## A computational scientist's perspective on current and future hardware architectures

## Karl Rupp<sup>a</sup> and Josef Weinbub<sup>b</sup>

<sup>a</sup>Institute for Microelectronics, TU Wien <sup>b</sup>Christian Doppler Laboratory for HPTCAD, Institute for Microelectronics, TU Wien

Power constraints prohibit further increases in clock frequency and thus single-threaded performance [1]. As a remedy, hardware vendors equip their processors with multiple cores to further increase the overall computational power provided. However, raw computational power can only be leveraged if data can be accessed and moved quickly. On the other hand, collective operations such as global reductions either within a single compute node or across a compute cluster are typically limited by latency, which cannot be reduced indefinitely due to fundamental physical limits. To successfully design algorithms and implementations for current and future supercomputers it is mandatory to have a solid understanding of these limits. Most importantly, this requires computational scientists to use parallel algorithms with medium- to fine-grained parallelism already on the node-level. Finding and exposing such levels of parallelism is, however, often difficult and subject to ongoing research in many application areas [2].

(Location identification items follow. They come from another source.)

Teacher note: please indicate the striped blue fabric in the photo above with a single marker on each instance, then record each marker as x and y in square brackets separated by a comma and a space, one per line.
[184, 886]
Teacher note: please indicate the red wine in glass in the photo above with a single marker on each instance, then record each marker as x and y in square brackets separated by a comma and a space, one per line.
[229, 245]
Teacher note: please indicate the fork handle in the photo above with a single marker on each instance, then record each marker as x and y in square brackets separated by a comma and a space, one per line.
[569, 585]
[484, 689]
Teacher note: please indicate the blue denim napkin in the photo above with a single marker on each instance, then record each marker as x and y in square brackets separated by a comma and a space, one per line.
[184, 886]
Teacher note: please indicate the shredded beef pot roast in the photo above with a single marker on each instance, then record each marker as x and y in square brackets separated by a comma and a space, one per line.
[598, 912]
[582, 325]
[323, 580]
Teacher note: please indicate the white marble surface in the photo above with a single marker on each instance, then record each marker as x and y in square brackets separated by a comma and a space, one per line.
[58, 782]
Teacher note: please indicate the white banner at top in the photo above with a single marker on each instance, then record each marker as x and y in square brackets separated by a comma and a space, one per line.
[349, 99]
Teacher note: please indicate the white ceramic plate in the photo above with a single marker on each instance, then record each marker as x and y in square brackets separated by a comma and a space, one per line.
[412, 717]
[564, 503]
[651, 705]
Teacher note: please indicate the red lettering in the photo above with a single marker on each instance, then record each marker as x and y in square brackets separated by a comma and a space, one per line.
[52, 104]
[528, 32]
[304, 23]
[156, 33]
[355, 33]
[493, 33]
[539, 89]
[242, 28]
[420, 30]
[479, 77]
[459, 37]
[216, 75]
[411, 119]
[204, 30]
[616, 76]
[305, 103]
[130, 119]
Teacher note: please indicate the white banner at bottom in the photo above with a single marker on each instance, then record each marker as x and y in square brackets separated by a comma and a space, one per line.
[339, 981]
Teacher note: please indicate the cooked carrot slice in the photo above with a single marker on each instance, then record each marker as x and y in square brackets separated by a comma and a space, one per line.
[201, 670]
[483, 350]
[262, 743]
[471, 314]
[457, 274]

In this talk we evaluate current and future hardware architectures to aid the design of the forth generation of the Vienna Scientific Cluster (VSC-4). Our focus is on limits on strong and weak scalability, synchronization and data transfer latency, arithmetic intensity, as well as available programming models for typical hardware used in high performance computing. We will present benchmark results to quantify these limits and explain the application areas for which the respective benchmarks are relevant.

Overall, our findings confirm that central processing units (CPUs) are best suited for general purpose workloads and are most attractive for investing in long-term code modernization efforts. Graphics processing units (GPUs) and Intel's many-integrated-core (MICs) devices provide a narrow -yet attractive- sweet spot for applications that are either bound by the floating point operation rate or memory bandwidth (Fig. 1). However, today's availability of software in science and engineering which can efficiently make use of such many-core platforms is limited as is the experience and skillset among the developers, warranting only a limited availability of supercomputers powered by GPUs and MICs. To date, other accelerator platforms as well as ARM-based hardware cannot be recommended for VSC-4 because of either specialized use cases or lack of maturity.



Fig. 1: STREAM benchmark results obtained for current Intel hardware. While four to eight threads are sufficient to achieve a large fraction of peak memory bandwidth on CPUs, MICs require at least 64 active threads to achieve high memory bandwidth.

## References

- [1] Villa, O., Johnson, D. R., O'Connor, M., Bolotin, E., Nellans, D., Luitjens, J., Sakharnykh, N., Wang, P., Micikevicius, P., Scudiero, A., Keckler, S. W., and Dally, W. J., Proc. SC'14, 830 (2014).
- [2] Demidov, D., Ahnert, K., Rupp, K., and Gottschling, P., SIAM J. Sci. Comp., 35, 453 (2013).